Staphostatins: an expanding new group of proteinase inhibitors with a unique specificity for the regulation of staphopains, Staphylococcus spp. cysteine proteinases

Abstract

A novel type of cysteine proteinase inhibitor (SspC) has been recently recognized in Staphylococcus aureus (Massimi, I., Park, E., Rice, K., Muller-Esterl, W., Sauder, D.N., and McGavin, M.J. (2002) J Biol Chem 277: 41770-41777). In this paper we have identified homologous proteins encoded in the genome of S. aureus and other coagulase-negative Staphylococci. Collectively we refer to these proteins as staphostatins as they specifically inhibit cysteine proteinases (staphopains) from Staphylococcus spp.

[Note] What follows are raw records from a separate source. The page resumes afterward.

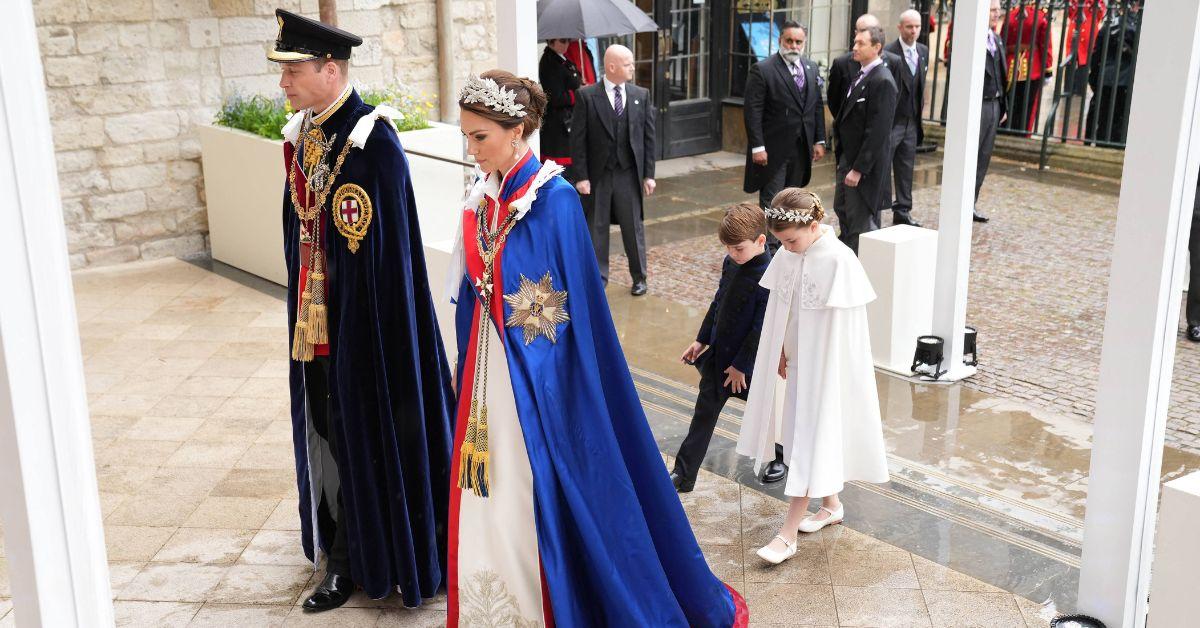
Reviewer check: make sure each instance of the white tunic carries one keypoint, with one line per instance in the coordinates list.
(831, 426)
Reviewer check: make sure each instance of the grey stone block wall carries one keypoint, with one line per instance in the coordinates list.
(129, 81)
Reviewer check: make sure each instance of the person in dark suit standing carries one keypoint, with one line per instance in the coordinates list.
(844, 69)
(785, 119)
(612, 160)
(559, 78)
(863, 138)
(995, 81)
(911, 101)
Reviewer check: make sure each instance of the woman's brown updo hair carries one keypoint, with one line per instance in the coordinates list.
(796, 198)
(529, 94)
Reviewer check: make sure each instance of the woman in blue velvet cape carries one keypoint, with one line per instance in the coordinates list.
(611, 543)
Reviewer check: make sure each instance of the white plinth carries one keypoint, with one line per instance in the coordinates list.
(437, 262)
(899, 262)
(1173, 591)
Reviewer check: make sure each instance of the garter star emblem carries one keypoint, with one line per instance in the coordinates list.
(538, 309)
(352, 214)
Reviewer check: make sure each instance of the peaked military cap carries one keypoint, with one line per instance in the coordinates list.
(301, 39)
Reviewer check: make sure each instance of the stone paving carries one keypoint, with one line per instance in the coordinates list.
(1038, 283)
(187, 390)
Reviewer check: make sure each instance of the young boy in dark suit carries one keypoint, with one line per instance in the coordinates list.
(725, 348)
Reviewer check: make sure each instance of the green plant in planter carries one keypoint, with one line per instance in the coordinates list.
(265, 117)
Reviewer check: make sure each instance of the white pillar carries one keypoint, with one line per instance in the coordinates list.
(1157, 189)
(958, 183)
(48, 501)
(516, 36)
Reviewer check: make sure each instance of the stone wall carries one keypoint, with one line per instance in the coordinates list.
(129, 81)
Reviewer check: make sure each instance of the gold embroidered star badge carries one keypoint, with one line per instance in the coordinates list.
(538, 309)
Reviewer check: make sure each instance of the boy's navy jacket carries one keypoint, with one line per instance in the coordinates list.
(733, 322)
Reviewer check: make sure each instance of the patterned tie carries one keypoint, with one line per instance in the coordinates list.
(798, 76)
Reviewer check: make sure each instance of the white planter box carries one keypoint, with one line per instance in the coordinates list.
(244, 183)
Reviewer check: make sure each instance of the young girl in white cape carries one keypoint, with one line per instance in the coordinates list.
(815, 336)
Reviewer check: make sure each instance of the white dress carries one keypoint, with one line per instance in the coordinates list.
(831, 426)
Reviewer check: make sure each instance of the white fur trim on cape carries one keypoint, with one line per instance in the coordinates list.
(457, 256)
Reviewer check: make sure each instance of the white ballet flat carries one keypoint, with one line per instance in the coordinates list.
(775, 557)
(809, 525)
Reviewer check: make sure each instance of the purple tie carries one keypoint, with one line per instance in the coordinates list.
(799, 78)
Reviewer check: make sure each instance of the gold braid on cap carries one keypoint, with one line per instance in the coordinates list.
(491, 94)
(803, 216)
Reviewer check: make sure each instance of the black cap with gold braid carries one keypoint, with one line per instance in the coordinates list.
(301, 39)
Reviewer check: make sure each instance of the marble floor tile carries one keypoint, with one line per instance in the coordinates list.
(207, 455)
(934, 576)
(275, 546)
(810, 566)
(162, 429)
(135, 543)
(791, 604)
(156, 614)
(189, 406)
(263, 483)
(160, 510)
(882, 608)
(137, 452)
(238, 513)
(345, 617)
(263, 584)
(204, 545)
(269, 456)
(184, 480)
(173, 582)
(961, 609)
(238, 615)
(286, 516)
(891, 569)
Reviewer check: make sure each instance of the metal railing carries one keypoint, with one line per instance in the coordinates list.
(1071, 66)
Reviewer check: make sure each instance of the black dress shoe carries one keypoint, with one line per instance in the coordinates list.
(681, 483)
(774, 472)
(904, 217)
(330, 593)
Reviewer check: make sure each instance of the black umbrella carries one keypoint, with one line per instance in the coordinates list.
(580, 19)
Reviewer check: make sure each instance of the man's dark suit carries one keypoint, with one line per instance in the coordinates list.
(559, 78)
(731, 330)
(784, 121)
(863, 138)
(615, 154)
(906, 126)
(995, 81)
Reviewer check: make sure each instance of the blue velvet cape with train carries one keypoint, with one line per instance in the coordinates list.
(616, 545)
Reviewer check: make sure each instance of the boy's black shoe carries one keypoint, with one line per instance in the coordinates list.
(681, 483)
(330, 593)
(774, 472)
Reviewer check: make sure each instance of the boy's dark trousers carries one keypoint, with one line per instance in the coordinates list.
(709, 402)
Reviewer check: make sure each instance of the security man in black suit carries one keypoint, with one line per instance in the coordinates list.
(905, 129)
(559, 77)
(863, 139)
(995, 108)
(784, 118)
(844, 69)
(612, 160)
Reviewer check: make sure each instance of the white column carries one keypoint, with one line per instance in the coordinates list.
(48, 501)
(516, 36)
(958, 183)
(1157, 189)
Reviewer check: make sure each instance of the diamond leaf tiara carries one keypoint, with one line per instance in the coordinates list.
(490, 94)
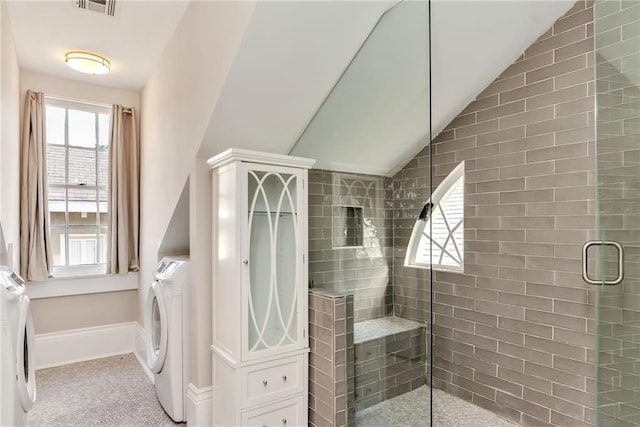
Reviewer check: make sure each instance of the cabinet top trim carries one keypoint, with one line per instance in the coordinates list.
(238, 154)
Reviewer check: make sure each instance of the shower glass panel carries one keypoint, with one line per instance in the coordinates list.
(617, 348)
(355, 211)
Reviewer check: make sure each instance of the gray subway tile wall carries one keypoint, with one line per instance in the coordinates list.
(331, 341)
(365, 270)
(514, 333)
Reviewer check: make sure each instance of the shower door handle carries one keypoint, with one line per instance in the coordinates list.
(585, 273)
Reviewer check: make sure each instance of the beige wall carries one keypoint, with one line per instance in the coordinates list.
(83, 311)
(178, 101)
(10, 137)
(200, 290)
(58, 313)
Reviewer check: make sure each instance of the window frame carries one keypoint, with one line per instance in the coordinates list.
(70, 271)
(441, 194)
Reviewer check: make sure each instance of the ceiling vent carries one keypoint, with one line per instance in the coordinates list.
(105, 7)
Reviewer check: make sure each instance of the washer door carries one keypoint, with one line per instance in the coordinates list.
(156, 328)
(25, 366)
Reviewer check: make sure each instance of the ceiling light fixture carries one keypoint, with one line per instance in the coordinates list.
(86, 62)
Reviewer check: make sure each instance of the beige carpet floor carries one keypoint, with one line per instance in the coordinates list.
(113, 392)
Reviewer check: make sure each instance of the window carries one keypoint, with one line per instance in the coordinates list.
(77, 172)
(437, 240)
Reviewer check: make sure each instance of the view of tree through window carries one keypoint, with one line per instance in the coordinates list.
(77, 172)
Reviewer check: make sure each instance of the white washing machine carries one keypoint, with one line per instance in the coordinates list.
(17, 369)
(167, 334)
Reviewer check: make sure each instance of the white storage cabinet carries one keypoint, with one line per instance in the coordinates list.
(260, 338)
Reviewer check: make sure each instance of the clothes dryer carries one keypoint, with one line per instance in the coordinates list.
(167, 334)
(17, 369)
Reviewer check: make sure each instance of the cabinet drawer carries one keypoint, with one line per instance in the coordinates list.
(287, 413)
(273, 380)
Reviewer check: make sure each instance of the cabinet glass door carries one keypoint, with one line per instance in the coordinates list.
(273, 258)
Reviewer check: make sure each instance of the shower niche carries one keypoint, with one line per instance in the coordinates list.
(347, 226)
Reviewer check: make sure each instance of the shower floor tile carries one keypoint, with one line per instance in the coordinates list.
(412, 410)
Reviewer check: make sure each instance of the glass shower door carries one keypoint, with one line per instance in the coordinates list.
(612, 260)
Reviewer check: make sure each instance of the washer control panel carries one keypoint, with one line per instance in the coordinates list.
(11, 281)
(166, 269)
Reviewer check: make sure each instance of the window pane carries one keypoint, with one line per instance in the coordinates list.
(104, 123)
(57, 205)
(82, 218)
(56, 169)
(81, 201)
(55, 125)
(58, 245)
(82, 167)
(103, 246)
(82, 246)
(82, 129)
(74, 252)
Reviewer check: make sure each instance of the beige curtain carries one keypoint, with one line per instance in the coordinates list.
(124, 193)
(35, 241)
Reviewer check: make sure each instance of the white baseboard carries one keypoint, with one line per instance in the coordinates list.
(199, 405)
(140, 351)
(78, 345)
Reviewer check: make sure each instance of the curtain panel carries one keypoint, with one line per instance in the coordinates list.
(124, 193)
(36, 259)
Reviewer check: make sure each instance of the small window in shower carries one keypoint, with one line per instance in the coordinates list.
(437, 240)
(347, 227)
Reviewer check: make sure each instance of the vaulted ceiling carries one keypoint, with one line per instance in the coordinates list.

The primary structure of staphostatins seems to be unique, although they resemble cystatins in size (105-108 residues). Recombinant staphostatin A, a product of the scpB gene and staphostatin B (SspC) from S. aureus have been characterized in details. Similar to the cystatins, the staphostatins interact specifically with their target proteinases forming tight and stable non-covalent complexes, staphostatin A with staphopain A and staphostatin B with staphopain B. However, in contrast to the cystatins, each of which inhibits broad range of cathepsins, complex formation between staphostatin and staphopain appears to be exclusive, with no cross interaction observed. In addition, the activities of several tested cysteine proteinases of prokaryotic- and eukaryotic-origin were not affected by staphostatins. Such narrow specificity limited to staphopains is presumed to be required to protect staphylococcal cytoplasmic proteins from being degraded by prematurely activated/folded prostaphopains. This function is guaranteed through the unique co-expression of the secreted proteinase and the intracellular inhibitor from the same operon, and represents a unique mechanism of regulation of proteolytic activity in Gram-positive bacteria.